Dictyophora multicolor

Dictyophora multicolor

It’s amazing how many of the secrets of the rainforest display themselves in our rare, exotic, tropical fruit orchard. Dainty orchids like Oberonia titania and Cadetia taylori hang from the branches surrounded by an exceptional array of lichens. Insects are in abundance. Birds and butterflies are in full view where you can admire their beauty while you mow the grass.

Yesterday while doing a stint of mowing, I was rewarded with a beautiful bridal veil fungus. Not the usual white mantle that we see regularly in the forest. This one had an orange veil and a brown cap. It’s puff-ball beginnings were still there. I immediately did a U-turn and headed back to the house and photographer Neil. This was worthy of a place on our blog and more research.
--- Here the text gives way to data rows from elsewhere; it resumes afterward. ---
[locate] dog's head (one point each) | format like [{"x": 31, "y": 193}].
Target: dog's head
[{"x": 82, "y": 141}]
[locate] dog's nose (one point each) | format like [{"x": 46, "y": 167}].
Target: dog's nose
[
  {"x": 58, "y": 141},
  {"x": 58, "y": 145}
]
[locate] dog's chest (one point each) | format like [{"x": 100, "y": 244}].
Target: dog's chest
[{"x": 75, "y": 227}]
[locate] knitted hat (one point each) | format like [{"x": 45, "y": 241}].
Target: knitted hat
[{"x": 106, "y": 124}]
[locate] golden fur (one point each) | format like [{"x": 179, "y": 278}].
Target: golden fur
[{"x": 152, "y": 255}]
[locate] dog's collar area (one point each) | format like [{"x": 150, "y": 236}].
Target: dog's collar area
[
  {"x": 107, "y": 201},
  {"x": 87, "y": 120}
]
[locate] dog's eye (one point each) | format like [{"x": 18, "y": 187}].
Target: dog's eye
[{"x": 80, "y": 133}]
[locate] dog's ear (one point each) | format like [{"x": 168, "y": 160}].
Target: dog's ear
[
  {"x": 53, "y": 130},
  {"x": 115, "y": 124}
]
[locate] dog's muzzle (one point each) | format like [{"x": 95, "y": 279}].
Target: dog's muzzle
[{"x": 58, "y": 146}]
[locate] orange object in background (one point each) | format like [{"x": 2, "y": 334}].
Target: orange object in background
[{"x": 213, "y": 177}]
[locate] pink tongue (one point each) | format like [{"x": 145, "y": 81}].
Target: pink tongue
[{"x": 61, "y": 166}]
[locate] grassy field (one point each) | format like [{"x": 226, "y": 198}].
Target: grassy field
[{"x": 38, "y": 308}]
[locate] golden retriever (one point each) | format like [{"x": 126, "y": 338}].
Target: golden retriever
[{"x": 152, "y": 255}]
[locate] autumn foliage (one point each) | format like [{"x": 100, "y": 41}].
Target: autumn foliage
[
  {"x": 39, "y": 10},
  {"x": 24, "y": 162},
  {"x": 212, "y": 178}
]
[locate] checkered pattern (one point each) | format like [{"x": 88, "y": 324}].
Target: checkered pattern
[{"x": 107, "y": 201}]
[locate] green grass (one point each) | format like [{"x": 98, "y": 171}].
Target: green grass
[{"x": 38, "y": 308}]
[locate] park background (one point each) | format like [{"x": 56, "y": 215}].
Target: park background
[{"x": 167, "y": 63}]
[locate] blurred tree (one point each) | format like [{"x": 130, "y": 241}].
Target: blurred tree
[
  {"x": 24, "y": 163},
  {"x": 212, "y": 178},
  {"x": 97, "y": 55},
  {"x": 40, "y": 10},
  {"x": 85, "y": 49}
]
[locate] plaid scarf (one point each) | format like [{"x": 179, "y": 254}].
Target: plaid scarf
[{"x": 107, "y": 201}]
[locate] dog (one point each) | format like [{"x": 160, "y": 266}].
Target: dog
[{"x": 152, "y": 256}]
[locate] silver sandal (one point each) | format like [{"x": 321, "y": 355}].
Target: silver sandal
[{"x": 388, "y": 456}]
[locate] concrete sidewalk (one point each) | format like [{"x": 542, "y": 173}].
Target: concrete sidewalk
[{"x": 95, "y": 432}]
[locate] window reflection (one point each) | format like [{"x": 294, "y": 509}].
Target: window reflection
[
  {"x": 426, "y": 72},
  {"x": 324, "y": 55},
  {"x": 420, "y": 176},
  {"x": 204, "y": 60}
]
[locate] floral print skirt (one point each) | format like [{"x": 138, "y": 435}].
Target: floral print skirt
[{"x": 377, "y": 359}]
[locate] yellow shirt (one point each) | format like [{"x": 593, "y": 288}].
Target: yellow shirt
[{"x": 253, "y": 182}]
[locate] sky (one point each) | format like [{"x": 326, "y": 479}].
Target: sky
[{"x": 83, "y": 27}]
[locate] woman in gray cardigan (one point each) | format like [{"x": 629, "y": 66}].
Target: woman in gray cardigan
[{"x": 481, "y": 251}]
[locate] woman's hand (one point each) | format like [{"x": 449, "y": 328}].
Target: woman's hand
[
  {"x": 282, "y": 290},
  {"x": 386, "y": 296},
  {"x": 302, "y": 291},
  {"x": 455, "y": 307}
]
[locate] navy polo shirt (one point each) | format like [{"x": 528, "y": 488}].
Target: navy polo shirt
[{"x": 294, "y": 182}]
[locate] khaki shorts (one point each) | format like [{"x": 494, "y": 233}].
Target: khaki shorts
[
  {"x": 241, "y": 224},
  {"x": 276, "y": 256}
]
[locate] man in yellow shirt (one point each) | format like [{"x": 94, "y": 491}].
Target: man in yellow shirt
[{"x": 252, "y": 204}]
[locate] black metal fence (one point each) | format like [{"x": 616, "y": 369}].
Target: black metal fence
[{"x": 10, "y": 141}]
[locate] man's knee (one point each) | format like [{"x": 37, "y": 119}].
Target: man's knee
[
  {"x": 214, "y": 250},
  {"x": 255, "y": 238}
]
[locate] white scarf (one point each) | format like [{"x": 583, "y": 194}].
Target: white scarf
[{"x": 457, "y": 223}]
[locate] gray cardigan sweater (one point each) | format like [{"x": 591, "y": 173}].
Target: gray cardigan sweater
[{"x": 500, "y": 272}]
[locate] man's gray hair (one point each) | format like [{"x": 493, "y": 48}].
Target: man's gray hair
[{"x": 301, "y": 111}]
The common name stinkhorn is most appropriate. The fruiting body begins as an “egg” stage, the puff-ball, from which the phallic-shaped fruiting body emerges over the course of a few hours. As it becomes erect the black slimy mass of spores on the cap begins to mature and smells like rotting meat. It is this offensive smell that attracts flies. Spores adhere to the legs and mouth parts of the flies. Eventually the flies land on some real rotting material, such as road kill, and the spores are transferred to a medium they can grow on. The fly may visit more than one stinkhorn, and this helps to cross-fertilize among members of the species. The stinkhorns seem to be absolutely dependent on the flies for the dissemination of their spores.

The stinkhorns are all members of the order Phallales. All member of this order produce a stinking mass of spores at some point. Dictyophora and Phallus species have a pileus differentiated at the top of the stalk. Dictyophora species all have a veil-like structure hanging down, while Phallus species lack the veil.

In China the phallic-like portion of the fungus is consumed as an aphrodisiac.